Mark/sweep garbage collectors

Your interpreter will need to create new AST nodes as it goes. Many of those nodes will become inaccessible, and should be recycled so that the interpreter can reuse them.

A mark/sweep garbage collector recovers inaccessible nodes in two phases.

  1. Each node has a mark bit, which is 0 when the garbage collector is not running.

    The mark phase traverses all memory that is in use and sets the mark bit of each node that it encounters to 1.

  2. The sweep phase looks at all of the space for nodes. It recycles each node that has its mark bit set to 0, and sets all mark bits to 0 as it goes.


The free-space list

You will need a global array of nodes, the node space, that you use for allocating nodes. All nodes that you use will be in this array.

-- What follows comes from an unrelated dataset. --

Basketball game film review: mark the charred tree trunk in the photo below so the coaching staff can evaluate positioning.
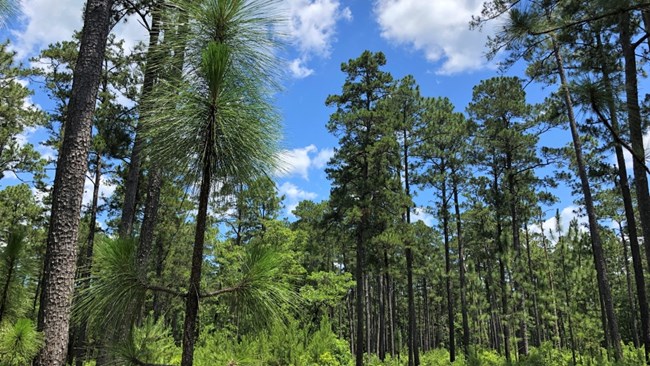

Choose a reasonable size for the node space array, such as 10,000. It is not necessary to reallocate it if you run out of space.

Initially, create a linked list, the free-space list, of all of the nodes in the node array, by linking nodes through their s1 fields.

Write a function that allocates a node by removing the first node in the free-space list. Use that to allocate nodes.

Test your interpreter with that node allocation function before writing the garbage collector.


The in-use list

Create a global list of nodes (linked through the s1 field) that keeps track of nodes that are currently in use inside functions.

Whenever a function stores a pointer to a tree into one of its local variables, it must add that pointer to the in-use list.

Whenever a function returns, it must remove each of the pointers that it added to the in-use list.

Please create functions for those jobs.

Important. Make sure that you do not change the value of any type AST variable. If you do, you will need to remove its old value from the in-use list and add its new value.


The mark phase

The mark phase needs to look at every node that is in use.

Write a function markTree(T) that marks all nodes in tree T by traversing T.

Create a function, markEverything, that marks all trees that are currently in use. That includes

  1. All trees in the symbol table.

  2. All trees in the in-use list.

Important. When you mark a tree, mark the entire tree, not just its root.


The sweep phase

Write a function sweep() that loops through the node space. It should rebuild the free-space list as it goes, adding a node to the front of that list if the node's mark bit is 0.

If a node's mark bit is 1, sweep() should set just the mark bit to 0.


Garbage collection

Write a function that does garbage collection by marking then sweeping.

If the node allocator sees that there are no more nodes in the free-space list, it should call the garbage collection function and then try again.

If there are no free nodes even after garbage collection, the interpreter should say what happened and abort.